One owner of a small London flat tackles the big space challenge

Ten ways to make the smallest of city flats feel bigger using concealed lighting, flexible furniture and clever use of colour.

Carefully chosen furniture and accessories can free up space and transform the smallest of city homes. Even your choice of colours is important. Pale winter neutrals, from soft blues to dove greys, have been striding off the catwalk and into our high-street homeware stores for a reason — these are the colours that help to create a cool and uncluttered look, with interest added by texture, from cosy knits to shimmering velvets.
 

TOP 10 BIG IDEAS FOR SMALL SPACES

1 Lighting
Concealed lighting and uplighters will illuminate a room without adding to clutter. “Lighting should be one of your main considerations. Use a selection of lamps to bounce light off the walls and provide extra brightness. Placing candles around your room will create a relaxed atmosphere with soft, flattering light,” says Matalan’s homeware design manager, Mags Milliken.
Blue devon floor lamp (living room) £69, tesco.com; metal-rim lanterns (living room shelves), £12, matalan.co.uk.

2 Windows
A blind that rolls from the bottom of the window upwards offers privacy when you want it without completely blocking out natural light. 
Silver Atlantex solar blind (living rom), from £18.90, on 0845 421 3561 or visit directblinds.co.uk.
 

GET THE LOOK: SPACE SAVING IDEAS FOR COMPACT CITY LIVING

 

3 Think tall
Buy a bed with the maximum storage underneath. Choose bed linen with a maximum of two colours to keep the look simple. Declutter by using a whole wall for hidden storage — the highest shelves for the least-used items.
In the bedroom: velvet throw, £50, matalan.co.uk; shelf, £19, ikea.com.

4 Flexible friends

Choose a sofabed with storage and dress it with throws and cushions. “Go for cosy but not overwhelming by mixing textures in similar shades to create a co-ordinated look,” advises interiors stylist Ali Lovett. 
In the living room: faux-mohair stripe throw, £20, matalan.co.uk; cushions from £6, Matalan, George and Tesco.
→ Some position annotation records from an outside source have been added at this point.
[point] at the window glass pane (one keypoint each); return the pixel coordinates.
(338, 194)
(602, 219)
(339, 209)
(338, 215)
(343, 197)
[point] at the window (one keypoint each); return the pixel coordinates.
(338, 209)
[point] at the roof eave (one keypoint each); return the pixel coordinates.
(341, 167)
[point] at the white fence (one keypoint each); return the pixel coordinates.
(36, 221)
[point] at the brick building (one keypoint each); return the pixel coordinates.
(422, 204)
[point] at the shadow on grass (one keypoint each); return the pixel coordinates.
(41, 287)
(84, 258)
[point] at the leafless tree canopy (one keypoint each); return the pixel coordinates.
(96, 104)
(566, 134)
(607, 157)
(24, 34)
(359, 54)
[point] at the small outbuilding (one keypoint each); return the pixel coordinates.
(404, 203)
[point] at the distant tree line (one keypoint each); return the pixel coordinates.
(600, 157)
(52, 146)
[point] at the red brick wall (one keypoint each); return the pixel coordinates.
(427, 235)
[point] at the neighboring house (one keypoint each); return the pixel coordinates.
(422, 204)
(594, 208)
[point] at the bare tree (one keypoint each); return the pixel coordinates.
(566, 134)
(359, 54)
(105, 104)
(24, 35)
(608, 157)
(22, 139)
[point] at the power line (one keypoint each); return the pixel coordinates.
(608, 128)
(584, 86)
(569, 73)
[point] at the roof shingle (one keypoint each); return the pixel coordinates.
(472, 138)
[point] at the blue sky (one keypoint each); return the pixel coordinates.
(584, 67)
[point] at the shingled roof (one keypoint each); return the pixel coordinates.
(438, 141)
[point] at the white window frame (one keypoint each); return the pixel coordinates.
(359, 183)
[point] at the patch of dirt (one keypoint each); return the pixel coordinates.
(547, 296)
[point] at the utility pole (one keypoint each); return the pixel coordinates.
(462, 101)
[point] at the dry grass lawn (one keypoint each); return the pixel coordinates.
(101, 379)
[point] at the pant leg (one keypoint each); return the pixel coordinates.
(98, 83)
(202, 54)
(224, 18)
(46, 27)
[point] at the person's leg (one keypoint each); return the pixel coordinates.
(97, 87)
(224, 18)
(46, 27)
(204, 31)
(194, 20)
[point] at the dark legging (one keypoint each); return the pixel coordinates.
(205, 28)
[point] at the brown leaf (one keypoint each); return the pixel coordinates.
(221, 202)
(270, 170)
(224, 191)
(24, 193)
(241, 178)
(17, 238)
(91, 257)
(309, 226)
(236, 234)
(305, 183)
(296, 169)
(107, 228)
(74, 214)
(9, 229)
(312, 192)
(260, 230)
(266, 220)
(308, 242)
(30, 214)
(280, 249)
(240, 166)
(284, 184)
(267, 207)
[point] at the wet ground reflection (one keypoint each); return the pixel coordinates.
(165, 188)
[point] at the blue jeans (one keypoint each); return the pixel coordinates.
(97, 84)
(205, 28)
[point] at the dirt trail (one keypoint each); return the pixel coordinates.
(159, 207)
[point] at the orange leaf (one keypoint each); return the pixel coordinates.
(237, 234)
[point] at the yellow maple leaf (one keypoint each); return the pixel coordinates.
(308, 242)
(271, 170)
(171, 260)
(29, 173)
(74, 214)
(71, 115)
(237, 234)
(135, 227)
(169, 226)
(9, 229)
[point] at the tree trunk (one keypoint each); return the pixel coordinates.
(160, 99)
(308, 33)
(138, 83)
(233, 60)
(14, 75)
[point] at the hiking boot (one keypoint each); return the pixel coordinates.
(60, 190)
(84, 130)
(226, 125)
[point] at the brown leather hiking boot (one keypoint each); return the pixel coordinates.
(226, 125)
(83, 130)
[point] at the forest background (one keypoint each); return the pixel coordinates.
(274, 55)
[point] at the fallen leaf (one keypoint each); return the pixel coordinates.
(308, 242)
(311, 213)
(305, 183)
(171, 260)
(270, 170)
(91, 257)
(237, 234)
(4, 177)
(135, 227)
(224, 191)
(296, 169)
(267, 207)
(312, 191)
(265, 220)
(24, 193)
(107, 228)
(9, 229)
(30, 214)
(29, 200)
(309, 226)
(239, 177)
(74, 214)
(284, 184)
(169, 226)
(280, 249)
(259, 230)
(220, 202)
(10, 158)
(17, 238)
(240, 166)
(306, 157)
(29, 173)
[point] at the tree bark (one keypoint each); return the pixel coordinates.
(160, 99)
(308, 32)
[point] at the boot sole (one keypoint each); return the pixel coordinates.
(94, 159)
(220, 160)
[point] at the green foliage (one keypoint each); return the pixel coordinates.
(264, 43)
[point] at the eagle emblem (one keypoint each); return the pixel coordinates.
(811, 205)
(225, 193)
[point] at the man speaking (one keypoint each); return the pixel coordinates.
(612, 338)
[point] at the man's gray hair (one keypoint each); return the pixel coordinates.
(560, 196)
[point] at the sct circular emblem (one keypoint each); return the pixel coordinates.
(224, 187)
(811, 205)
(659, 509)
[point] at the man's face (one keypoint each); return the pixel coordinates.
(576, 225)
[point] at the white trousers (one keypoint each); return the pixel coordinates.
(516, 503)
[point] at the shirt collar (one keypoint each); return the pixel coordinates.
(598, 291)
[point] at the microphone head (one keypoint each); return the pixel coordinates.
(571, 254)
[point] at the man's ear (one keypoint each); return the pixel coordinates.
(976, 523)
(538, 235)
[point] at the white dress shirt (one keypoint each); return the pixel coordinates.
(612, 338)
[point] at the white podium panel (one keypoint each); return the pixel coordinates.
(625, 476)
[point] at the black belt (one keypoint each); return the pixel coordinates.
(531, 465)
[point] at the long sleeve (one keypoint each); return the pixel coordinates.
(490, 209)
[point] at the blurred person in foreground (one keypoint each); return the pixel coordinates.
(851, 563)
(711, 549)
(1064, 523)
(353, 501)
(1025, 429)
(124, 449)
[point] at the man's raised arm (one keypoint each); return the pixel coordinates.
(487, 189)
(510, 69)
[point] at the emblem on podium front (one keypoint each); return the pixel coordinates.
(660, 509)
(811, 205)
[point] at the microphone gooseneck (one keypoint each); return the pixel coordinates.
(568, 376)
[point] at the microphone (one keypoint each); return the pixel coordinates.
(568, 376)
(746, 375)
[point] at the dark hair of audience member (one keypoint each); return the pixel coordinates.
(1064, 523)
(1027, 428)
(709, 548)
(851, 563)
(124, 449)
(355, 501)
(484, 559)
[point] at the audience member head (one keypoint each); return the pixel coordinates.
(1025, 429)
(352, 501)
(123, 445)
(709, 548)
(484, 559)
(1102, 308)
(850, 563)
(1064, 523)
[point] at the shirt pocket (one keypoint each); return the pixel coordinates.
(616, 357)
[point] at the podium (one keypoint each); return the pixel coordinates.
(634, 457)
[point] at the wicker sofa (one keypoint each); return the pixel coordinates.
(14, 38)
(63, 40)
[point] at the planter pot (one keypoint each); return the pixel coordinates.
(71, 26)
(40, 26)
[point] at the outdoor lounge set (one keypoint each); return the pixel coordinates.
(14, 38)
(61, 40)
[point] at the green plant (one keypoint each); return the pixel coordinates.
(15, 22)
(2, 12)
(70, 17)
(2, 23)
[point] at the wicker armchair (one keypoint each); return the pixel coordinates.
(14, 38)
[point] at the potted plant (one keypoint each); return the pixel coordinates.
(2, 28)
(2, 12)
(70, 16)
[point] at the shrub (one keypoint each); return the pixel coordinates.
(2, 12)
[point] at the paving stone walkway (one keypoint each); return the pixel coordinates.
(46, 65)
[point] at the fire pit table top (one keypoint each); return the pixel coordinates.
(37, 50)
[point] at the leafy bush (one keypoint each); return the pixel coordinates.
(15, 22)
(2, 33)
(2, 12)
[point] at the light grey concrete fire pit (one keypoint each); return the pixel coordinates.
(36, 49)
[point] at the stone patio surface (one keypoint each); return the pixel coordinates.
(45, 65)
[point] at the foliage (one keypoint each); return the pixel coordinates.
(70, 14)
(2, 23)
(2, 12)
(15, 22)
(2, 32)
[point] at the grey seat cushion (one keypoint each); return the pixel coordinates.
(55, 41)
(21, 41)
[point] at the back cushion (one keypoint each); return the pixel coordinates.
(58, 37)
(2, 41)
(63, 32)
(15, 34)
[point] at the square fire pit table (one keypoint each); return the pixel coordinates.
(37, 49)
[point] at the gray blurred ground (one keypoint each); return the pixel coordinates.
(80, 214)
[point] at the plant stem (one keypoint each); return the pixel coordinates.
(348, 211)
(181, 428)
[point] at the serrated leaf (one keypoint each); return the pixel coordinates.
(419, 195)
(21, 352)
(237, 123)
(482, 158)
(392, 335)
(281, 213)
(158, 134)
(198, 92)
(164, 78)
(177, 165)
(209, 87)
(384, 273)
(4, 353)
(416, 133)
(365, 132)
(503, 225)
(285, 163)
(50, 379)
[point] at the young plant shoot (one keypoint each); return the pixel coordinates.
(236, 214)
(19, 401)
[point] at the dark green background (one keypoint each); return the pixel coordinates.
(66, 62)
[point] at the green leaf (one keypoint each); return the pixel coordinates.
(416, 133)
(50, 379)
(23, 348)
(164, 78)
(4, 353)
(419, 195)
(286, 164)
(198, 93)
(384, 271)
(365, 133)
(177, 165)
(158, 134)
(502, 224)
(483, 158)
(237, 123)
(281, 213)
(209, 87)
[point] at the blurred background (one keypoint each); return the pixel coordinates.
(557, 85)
5 Create extra living zones
Remove a base unit in the kitchen to create extra space under the worktop for seating and a breakfast bar. You can support the work surface with easy-to-fit adjustable leg supports. 
Metal leg, from £2.58, diy.com.

6 Feature walls
Add interest to a feature wall by putting up a picture rail and hanging framed pictures and prints. 
Picture rail, £3.54; hooks, £1.88, both diy.com; metal-rim frames, £6 each, matalan.com.

7 Reflections
“Glass and metallic accessories are the ultimate trick for creating light,” says Milliken. Glass is relatively cheap and you can get it cut to size and installed. A mirrored wardrobe appears to double the size of a room. Consider covering an entire wall with mirror.
Rather than hanging a mirror over a fireplace, cover the whole firebreast with mirror and bevel the edges for a neat finish. Metallic wallpaper, fabric and cushions work too. 
PAX wardrobe, from £183, ikea.com; round copper mirror (living room), £35, oliverbonas.com.

8 Super-slim wardrobes
Maximise floor space with super-slim, floor-to-ceiling wardrobes. PAX wardrobes, as mentioned above, are only 38cm deep and can be customised with pull-out rails to hang clothes.

9 Ladders
Ladders are an inexpensive and instant shelving solution. “Opt for the same colour shelving as the walls,” says Lovett. Storage ladders can be moved around the house. 
Living room ladders, £35 each; bathroom towel ladder, £25, both matalan.co.uk.

10 Portable storage
Choose stylish storage items that  can double as tables or be whisked away easily. 
Foldable fabric boxes (bedroom), £7, matalan.co.uk; suitcases (living room), from £30, oliverbonas.com.